Judy Alvarez
- Country (sports): United States
- Born: April 2, 1943 (age 82)
- Plays: Right-handed

Singles

Grand Slam singles results
- French Open: 4R (1963)
- Wimbledon: 4R (1964)
- US Open: 4R (1963)

= Judy Alvarez =

American tennis player

Judy Alvarez (born April 2, 1943) is an American former professional tennis player.

Alvarez grew up in the Tampa neighborhood of Ybor City, and she is of Cuban and Italian descent. Her Cuban-American father was a bus driver, and her Sicilian-born mother worked in a cigar factory.

A Florida state junior champion, Alvarez won the Orange Bowl in 1961, and the following year, she graduated from Jefferson High School. She attended the University of Tampa on a football scholarship, with the college yet to have established a women's tennis team.

Alvarez's best performance at Wimbledon was when she made the round of 16 in 1964, which included a win over Virginia Wade.

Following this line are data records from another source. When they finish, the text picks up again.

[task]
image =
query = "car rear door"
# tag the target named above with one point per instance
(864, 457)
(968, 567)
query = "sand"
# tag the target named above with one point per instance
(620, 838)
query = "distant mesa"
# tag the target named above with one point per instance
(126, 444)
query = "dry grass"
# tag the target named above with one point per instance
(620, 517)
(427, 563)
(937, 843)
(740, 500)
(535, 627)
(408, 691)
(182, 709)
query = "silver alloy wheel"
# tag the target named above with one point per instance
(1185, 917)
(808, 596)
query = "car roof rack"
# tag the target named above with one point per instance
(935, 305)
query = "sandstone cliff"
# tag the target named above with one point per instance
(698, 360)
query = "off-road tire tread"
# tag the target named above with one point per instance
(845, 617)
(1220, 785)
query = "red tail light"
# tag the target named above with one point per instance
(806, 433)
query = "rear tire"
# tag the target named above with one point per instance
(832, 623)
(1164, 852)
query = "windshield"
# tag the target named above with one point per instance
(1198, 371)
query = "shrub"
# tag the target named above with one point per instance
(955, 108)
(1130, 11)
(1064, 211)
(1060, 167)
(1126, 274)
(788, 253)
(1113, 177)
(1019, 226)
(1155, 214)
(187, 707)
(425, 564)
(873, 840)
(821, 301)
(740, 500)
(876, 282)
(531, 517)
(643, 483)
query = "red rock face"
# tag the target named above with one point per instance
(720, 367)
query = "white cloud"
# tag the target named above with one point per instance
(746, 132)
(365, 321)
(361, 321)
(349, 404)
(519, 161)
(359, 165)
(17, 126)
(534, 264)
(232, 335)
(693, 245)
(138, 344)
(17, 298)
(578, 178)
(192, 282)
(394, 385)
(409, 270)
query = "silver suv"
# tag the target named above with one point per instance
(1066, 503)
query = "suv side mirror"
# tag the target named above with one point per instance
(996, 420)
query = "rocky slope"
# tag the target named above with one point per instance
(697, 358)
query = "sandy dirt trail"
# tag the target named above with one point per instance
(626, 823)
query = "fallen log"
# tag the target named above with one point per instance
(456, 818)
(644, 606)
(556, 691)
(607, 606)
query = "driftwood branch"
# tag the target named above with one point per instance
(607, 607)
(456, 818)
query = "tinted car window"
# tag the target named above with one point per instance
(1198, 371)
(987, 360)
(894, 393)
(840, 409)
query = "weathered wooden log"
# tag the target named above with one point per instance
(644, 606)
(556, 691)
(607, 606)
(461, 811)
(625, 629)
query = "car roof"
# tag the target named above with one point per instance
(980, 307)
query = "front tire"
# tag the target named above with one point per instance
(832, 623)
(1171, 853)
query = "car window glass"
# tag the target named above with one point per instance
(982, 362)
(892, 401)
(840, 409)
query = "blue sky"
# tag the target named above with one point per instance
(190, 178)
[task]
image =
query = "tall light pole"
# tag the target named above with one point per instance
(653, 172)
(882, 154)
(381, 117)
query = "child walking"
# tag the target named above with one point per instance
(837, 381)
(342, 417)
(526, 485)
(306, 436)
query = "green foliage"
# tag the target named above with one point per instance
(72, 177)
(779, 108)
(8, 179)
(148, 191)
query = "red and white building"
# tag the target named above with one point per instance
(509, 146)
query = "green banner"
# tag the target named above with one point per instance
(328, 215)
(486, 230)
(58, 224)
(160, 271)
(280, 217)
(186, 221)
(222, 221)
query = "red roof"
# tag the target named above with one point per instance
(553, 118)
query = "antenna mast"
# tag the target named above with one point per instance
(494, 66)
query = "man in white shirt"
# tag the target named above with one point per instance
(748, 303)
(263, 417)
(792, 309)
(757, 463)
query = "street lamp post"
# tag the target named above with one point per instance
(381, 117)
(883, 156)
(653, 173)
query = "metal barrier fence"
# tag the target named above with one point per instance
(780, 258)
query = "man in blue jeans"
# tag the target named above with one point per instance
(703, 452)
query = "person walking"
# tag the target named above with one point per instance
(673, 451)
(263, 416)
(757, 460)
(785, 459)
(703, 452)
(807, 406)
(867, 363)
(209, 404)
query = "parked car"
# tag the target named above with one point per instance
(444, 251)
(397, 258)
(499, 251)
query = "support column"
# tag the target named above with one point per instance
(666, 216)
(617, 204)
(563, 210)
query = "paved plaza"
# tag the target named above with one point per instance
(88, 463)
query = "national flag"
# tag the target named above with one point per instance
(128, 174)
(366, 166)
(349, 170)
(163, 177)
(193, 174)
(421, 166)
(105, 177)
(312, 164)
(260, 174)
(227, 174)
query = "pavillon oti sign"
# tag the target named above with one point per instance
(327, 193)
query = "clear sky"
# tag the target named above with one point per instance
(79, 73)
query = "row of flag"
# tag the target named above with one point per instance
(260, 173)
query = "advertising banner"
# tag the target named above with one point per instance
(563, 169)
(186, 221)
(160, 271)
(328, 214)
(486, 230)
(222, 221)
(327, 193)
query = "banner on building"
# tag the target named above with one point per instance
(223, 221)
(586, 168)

She also reached the round of 16 at the French and U.S. Championships during her career.

By the age of 21 she was ranked sixth nationally, but then suddenly she quit the tour after being overlooked for the Wightman Cup team despite recently having beaten Darlene Hard and Billie Jean Moffitt.

In the 1970s, she made a brief comeback to the professional tour.